Agribusiness also fought racial animus with more racial animus, raising the specter of Black workers from Puerto Rico who might serve their labor needs if Mexicans could not. As Clements warned, “[t]he one problem which should give us pause is the negro problem.” City of Inmates 136 (quoting Clements Testimony). He went on to explain that if Mexicans were denied entry into the United States, the “[Puerto Rican] negro will come.” Ibid. Clements thus forced Nativists to choose between “Mexico's deportable birds of passage or Puerto Rican Negroes, who, as citizens, would leave the edge of the U.S. empire to settle within the final frontier of Anglo America.” Id. (citing Clements Testimony).

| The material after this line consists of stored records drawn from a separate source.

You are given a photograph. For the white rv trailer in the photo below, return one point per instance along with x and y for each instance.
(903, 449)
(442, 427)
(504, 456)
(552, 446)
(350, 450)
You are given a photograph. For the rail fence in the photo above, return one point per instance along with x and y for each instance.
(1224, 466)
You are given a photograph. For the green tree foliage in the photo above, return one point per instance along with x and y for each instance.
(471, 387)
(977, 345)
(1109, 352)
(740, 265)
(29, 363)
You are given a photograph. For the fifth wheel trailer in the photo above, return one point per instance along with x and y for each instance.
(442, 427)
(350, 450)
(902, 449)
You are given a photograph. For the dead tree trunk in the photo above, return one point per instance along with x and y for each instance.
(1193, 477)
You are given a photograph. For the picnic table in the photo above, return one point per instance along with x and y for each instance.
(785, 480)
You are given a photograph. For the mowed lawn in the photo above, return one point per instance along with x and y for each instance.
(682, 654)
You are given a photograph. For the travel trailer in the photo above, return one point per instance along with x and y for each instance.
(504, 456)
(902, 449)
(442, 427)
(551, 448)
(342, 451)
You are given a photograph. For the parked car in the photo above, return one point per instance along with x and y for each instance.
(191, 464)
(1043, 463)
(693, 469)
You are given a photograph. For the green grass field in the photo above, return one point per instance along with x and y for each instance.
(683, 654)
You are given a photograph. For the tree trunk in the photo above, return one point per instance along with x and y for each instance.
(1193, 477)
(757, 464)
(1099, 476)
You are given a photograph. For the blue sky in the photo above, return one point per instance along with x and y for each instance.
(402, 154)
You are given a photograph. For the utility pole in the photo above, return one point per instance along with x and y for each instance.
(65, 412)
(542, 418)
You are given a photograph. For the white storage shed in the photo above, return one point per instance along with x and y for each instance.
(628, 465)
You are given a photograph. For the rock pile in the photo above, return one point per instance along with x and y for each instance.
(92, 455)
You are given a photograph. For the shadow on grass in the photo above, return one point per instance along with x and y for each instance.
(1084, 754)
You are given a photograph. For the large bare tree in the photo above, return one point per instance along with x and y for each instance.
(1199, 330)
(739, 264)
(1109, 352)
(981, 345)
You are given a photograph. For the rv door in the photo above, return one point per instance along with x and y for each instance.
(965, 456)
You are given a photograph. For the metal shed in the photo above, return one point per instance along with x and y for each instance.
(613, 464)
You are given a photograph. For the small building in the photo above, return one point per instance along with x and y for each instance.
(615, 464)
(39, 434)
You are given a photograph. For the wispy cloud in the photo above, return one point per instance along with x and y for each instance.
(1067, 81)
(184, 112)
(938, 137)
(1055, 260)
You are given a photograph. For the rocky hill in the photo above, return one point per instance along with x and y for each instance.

While the two camps had their differences, the congressional debates of 1926 and 1928 make clear that both Nativists and agribusiness industrialists agreed that Mexican immigration presented a “social problem” that had to be managed. A businessman from Texas put it *12 plainly: “If we could not control the Mexicans and they would take this country it would be better to keep them out, but we can and do control them.” Migra! 29 (quoting Paul Schuster Taylor, An American-Mexican Frontier, Nueces County, Texas 286 (1971)). When questioned about the possibility that Mexicans might permanently settle in the United States, Frisselle offered that “the Mexican pretty well solves that problem himself. He always goes back [to Mexico].” Frisselle Testimony 14. But to the extent that more assurances were needed, he promised to keep the Mexican population in check: “We, in California, think we can handle that social problem.” Migra! 29 (quoting Frisselle Testimony at 6). To that end, Frisselle highlighted an ongoing effort to set up labor organizations across the state that could shuffle immigrant workers from region to region throughout the year in accordance with different crops' harvesting periods. Frisselle Testimony 13-15. The goal, as he put it, was to get migrants “out of the congested areas” where they were “congregating” (like Los Angeles) and “keep them moving.” Id. at 14-15.

Yet as time passed, the facts on the ground changed. By 1929, 10% of the Mexican population already lived in the United States, Los Angeles was home to the second-largest Mexican community in the world, and “small Mexican communities were developing as far north as Detroit.” City of Inmates 136-137. The Nativists may have once been content with the agricultural industry's promises that it could, as Frisselle put it, “handle” the Mexican “problem,” but by 1929 agribusiness's assurances of Mexican impermanence looked increasingly illusory.